TARIMDA GENETİK MÜHENDİSLİĞİNİN FAYDALARI
Tarımda genetik mühendisliğinin sayısız faydası vardır. Bu faydalardan en çok bilinenleri aşağıda listelenmiştir.
- Geliştirilmiş sürdürülebilirlik: Genetik mühendisliği, tarımın sürdürülebilirliğini artırarak zararlı böcek ilacı ve herbisitlerin kullanımını azaltmaya yardımcı olabilir.
- Verimlilik Artırma: Genetik mühendisliği, ekinlerin ve çiftlik hayvanlarının üretkenliğini ve etkinliğini iyileştirerek, tarımın genel çıktısını artırmaya yardımcı olabilir.

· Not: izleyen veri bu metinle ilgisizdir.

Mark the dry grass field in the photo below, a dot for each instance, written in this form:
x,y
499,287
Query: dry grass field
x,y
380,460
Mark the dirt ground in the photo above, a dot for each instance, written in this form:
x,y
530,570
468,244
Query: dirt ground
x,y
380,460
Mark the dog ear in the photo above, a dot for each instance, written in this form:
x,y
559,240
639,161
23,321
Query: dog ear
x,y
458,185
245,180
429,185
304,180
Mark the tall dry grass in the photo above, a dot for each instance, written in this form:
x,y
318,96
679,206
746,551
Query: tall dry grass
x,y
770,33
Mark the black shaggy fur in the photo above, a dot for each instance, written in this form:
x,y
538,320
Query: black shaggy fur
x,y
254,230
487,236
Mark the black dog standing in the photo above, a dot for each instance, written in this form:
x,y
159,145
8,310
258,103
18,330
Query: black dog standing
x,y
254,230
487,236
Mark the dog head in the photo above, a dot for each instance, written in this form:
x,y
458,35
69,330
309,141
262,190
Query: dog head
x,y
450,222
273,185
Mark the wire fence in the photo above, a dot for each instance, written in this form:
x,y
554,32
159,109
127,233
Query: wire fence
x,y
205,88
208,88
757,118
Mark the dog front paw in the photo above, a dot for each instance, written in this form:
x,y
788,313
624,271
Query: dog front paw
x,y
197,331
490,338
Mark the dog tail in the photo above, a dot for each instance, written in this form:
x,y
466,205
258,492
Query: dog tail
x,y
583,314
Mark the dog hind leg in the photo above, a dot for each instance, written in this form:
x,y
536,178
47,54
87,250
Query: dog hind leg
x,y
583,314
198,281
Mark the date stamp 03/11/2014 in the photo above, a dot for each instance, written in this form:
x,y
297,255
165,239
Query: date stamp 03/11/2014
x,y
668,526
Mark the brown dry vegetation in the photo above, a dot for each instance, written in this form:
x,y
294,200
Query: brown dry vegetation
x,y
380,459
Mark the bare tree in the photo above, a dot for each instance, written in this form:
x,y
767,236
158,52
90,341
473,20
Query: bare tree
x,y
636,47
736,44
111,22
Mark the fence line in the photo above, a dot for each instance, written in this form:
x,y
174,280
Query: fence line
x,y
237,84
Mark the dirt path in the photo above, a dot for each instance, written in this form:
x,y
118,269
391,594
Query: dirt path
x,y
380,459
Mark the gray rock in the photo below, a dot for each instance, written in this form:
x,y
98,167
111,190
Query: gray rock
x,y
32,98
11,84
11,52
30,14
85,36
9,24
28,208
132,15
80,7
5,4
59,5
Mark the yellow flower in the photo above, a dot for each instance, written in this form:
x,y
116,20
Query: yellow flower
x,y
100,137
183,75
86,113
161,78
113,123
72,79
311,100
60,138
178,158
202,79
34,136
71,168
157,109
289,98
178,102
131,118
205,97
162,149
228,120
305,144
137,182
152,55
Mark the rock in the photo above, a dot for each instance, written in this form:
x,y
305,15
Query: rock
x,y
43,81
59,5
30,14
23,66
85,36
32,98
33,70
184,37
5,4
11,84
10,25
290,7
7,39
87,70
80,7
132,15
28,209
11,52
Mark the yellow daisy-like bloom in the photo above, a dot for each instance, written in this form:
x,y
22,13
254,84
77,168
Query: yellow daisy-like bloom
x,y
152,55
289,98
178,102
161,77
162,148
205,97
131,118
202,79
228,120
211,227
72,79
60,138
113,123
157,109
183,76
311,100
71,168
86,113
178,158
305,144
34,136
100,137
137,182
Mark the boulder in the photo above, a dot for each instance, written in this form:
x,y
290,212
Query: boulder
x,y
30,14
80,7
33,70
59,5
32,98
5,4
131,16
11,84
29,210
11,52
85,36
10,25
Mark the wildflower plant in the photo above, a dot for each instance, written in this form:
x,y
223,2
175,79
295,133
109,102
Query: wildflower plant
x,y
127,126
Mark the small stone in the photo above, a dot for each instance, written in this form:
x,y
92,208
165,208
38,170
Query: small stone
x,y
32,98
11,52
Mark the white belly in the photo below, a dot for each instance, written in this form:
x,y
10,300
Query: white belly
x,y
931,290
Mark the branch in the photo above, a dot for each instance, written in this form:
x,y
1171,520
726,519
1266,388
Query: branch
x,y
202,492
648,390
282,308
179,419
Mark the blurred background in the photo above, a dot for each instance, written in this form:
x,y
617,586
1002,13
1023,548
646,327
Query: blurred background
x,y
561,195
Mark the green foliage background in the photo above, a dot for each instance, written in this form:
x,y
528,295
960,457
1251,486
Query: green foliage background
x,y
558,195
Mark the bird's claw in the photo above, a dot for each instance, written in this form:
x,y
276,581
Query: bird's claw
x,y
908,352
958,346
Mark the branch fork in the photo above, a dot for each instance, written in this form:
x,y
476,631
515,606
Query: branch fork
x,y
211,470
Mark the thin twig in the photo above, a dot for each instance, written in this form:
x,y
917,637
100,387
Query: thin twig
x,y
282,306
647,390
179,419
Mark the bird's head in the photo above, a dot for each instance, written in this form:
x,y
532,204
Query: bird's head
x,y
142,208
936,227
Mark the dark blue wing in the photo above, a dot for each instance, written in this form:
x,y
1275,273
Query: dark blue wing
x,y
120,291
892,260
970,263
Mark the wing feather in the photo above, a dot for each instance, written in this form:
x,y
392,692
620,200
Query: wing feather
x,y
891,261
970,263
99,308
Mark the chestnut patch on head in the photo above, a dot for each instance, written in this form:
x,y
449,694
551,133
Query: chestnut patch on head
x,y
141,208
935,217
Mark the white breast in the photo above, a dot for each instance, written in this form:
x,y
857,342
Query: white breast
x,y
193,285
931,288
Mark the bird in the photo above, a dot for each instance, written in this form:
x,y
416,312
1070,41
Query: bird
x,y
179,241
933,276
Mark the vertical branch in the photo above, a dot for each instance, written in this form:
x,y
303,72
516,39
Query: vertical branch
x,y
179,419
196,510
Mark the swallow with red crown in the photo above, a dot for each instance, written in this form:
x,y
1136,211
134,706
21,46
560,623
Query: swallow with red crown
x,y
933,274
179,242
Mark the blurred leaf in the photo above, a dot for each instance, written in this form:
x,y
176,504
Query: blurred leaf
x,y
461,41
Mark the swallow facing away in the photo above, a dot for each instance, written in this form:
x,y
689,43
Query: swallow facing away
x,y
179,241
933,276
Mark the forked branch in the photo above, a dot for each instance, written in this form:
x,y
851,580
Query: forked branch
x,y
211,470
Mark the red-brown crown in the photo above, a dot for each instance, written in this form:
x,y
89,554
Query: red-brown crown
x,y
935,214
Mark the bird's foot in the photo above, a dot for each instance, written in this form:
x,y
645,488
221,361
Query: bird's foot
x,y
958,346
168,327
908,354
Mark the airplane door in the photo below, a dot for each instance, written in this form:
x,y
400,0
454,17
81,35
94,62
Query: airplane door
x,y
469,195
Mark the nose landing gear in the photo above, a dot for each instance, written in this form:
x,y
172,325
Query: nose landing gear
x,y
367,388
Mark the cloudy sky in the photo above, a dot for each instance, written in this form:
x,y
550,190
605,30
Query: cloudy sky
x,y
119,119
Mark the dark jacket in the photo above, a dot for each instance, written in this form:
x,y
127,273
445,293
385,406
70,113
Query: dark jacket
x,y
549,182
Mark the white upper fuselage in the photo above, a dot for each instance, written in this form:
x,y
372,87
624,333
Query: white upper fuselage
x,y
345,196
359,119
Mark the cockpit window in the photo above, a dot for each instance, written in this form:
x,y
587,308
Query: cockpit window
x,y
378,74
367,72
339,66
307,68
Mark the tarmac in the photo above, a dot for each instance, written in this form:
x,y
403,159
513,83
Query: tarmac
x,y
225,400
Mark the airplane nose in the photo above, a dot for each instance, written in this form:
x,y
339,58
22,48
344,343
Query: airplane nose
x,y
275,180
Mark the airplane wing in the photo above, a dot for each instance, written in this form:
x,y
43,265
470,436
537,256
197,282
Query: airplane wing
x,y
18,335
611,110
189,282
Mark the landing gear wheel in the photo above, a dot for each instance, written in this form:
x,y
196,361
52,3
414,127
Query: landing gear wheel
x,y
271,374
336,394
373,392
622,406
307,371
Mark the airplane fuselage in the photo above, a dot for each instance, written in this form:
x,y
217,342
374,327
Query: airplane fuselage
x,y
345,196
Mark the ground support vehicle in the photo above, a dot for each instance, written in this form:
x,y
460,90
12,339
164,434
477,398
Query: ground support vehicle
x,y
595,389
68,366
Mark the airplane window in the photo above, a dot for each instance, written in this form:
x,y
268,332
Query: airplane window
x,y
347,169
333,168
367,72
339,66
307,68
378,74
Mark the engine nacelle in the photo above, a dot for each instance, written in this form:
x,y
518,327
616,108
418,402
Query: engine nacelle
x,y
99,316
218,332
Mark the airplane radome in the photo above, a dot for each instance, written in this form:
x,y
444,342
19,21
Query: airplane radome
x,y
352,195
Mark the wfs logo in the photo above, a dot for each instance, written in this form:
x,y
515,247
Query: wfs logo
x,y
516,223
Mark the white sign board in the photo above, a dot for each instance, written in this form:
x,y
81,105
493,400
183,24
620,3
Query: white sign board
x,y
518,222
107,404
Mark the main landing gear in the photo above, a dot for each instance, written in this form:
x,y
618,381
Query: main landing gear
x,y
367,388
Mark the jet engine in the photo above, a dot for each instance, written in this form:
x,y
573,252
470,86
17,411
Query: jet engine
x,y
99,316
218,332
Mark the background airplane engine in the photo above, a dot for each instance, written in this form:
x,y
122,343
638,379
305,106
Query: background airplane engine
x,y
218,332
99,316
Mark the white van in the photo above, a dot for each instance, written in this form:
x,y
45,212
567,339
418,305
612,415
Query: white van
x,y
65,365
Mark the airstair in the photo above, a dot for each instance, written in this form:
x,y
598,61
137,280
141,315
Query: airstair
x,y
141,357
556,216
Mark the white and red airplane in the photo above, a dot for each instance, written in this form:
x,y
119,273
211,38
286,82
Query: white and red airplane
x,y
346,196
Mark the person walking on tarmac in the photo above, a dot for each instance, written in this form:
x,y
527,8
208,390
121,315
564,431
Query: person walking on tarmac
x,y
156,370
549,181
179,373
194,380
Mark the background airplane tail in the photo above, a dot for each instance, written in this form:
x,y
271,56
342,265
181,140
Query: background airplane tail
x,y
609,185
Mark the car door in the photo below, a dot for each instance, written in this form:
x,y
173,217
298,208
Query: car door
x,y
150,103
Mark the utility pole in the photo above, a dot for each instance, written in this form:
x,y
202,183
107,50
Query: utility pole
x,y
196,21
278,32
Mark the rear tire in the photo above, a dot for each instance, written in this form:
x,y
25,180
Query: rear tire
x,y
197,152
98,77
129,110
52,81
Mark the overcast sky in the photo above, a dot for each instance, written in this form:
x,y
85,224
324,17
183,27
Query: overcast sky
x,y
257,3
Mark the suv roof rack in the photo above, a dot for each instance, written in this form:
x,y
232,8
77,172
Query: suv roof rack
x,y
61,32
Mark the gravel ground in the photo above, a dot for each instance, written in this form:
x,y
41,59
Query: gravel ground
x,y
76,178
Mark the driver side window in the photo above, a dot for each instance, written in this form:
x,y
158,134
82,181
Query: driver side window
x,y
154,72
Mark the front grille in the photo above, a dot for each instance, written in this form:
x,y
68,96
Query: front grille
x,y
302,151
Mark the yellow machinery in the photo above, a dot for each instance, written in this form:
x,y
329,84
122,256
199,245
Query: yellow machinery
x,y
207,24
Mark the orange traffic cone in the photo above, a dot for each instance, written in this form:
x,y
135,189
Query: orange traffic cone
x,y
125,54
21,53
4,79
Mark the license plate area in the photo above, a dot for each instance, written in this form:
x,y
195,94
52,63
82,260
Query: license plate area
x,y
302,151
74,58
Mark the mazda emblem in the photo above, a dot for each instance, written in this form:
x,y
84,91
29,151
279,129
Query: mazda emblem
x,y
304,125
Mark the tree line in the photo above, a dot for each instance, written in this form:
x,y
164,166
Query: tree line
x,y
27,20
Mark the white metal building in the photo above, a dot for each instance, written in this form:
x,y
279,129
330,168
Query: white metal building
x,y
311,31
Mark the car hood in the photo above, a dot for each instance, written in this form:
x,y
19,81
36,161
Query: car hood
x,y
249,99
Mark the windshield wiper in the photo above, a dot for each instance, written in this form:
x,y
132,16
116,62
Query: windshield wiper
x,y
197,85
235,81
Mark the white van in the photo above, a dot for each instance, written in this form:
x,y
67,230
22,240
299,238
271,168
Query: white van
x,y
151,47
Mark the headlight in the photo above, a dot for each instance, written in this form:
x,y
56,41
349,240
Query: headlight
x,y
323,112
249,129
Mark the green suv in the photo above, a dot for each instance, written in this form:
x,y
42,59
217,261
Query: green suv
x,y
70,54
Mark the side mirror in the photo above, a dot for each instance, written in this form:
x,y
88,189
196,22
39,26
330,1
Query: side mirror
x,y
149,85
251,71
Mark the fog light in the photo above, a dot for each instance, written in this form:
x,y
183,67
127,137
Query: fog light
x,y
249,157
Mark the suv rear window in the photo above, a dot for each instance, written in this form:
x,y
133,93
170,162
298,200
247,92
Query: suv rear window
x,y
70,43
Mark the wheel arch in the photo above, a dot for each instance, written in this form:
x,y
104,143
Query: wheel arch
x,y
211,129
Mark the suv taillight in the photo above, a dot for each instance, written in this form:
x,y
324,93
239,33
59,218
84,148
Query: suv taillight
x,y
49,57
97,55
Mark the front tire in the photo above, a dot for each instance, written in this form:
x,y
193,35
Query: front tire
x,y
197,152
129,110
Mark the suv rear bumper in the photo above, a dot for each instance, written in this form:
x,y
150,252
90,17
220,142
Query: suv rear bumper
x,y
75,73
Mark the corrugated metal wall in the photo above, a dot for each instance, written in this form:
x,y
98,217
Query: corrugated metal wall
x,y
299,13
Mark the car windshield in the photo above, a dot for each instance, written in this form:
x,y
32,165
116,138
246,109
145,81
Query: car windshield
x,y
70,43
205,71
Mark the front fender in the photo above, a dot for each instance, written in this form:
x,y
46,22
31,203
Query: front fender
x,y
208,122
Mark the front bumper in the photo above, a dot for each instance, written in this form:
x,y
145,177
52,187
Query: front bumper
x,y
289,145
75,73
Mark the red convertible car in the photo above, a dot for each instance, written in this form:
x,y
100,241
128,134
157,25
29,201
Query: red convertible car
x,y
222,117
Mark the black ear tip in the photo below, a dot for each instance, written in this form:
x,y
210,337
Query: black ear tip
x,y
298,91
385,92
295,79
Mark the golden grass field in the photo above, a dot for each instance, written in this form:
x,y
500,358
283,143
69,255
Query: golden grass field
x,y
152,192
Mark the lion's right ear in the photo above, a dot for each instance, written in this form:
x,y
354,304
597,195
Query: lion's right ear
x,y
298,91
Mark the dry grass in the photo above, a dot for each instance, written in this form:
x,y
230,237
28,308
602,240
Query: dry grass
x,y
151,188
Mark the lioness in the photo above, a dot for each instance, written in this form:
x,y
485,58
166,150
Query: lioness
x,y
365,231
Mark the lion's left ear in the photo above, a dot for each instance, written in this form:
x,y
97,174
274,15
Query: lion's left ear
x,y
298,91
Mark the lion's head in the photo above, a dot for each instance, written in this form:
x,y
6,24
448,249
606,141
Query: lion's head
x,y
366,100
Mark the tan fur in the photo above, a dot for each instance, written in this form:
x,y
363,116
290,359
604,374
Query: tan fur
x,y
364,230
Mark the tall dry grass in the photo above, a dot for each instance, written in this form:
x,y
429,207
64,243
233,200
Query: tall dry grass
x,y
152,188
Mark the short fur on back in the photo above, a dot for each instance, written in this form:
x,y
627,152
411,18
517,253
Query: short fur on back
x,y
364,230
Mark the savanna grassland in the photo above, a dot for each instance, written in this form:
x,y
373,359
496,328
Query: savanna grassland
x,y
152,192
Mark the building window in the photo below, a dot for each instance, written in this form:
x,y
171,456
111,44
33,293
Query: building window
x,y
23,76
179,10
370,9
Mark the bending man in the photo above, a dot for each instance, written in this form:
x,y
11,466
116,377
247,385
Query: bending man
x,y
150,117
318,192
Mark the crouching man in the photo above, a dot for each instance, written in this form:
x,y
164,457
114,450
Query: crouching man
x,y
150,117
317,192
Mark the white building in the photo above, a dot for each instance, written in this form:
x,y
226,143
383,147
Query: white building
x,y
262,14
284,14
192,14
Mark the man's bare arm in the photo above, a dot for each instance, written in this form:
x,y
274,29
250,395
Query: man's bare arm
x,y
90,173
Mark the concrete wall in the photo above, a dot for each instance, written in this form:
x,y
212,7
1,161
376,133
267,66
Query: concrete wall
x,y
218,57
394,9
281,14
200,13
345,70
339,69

- Besin İçeriğini Zenginleştirme: Genetik mühendisliği yoluyla biyo-zenginleştirme, mahsullerin besin içeriğini artırarak yetersiz beslenme sorununu çözmeye yardımcı olabilir.
- Zararlılara ve hastalıklara karşı daha iyi direnç: Genetik mühendisliği, mahsullerin ve çiftlik hayvanlarının zararlılara ve hastalıklara karşı daha dirençli hale gelmesine yardımcı olarak genel sağlıklarını ve üretkenliklerini artırabilir.
- İklim değişikliğine uyum: Genetik mühendisliği, iklim değişikliği karşısında tarımın sürdürülebilirliğini iyileştirerek, mahsullerin değişen çevre koşullarına daha iyi uyum sağlamasına yardımcı olabilir.